The first month was a placement in the Emergency Room at the Somerset Hospital in Cape Town. Whilst being state-funded, the unit was very well-supplied as it had lots of equipment sponsored by large South African companies. We were expected to start at 08:00 each morning for the Emergency Room ward round, at which we would see all the patients that had been brought in that night. We would get a number of jobs to do from that ward round, and once they were finished, we would begin seeing our own patients.

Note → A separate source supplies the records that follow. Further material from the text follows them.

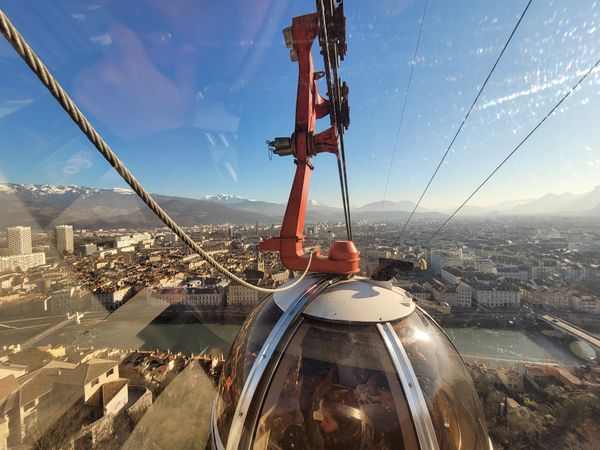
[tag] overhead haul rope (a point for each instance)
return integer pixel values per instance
(408, 84)
(41, 71)
(334, 92)
(464, 119)
(548, 114)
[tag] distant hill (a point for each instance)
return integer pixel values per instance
(41, 206)
(45, 205)
(560, 204)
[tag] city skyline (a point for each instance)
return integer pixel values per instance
(214, 124)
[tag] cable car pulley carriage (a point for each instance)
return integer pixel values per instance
(338, 361)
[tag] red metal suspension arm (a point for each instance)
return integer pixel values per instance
(343, 257)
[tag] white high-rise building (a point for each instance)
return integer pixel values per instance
(19, 240)
(64, 238)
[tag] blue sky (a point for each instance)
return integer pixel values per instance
(186, 92)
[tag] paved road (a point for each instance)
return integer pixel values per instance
(569, 328)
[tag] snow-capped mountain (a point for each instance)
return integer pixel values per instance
(226, 199)
(45, 205)
(41, 206)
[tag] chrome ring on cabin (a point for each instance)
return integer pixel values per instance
(265, 354)
(412, 389)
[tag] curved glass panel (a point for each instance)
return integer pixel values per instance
(448, 388)
(335, 387)
(243, 353)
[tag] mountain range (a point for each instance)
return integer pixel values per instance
(47, 205)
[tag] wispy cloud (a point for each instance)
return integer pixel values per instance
(536, 88)
(102, 39)
(11, 106)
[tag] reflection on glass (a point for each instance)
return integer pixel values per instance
(454, 407)
(335, 388)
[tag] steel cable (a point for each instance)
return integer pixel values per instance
(410, 75)
(548, 114)
(41, 71)
(464, 119)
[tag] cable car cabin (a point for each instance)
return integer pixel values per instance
(338, 363)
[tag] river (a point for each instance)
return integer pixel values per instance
(472, 342)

The level of competence and knowledge expected of a doctor was similar to that expected In UK but the doctors’ practical skills were perhaps better. Socially the environment in Cape Town was vibrant, with a number of local medical students based at the hospital.
After Cape Town it was time to go to Tamale, a large town in northern Ghana. I was placed on the general surgery division, and this placement involved attendance in surgical theatres, ward rounds and surgical liaison in the Emergency Room. It was a very interesting month. Whilst many of the surgical trainees were far more skilled than their UK counterparts, the procedures in theatres were very similar. The main difference came in the clinics, where we would see very late presentations of serious disease such as breast cancer and hernias. The entire time there was very interesting.
The elective was made possible in part by the generous contribution of the Association and the experience has contributed to my clinical practice and outlook in ways that I never thought possible.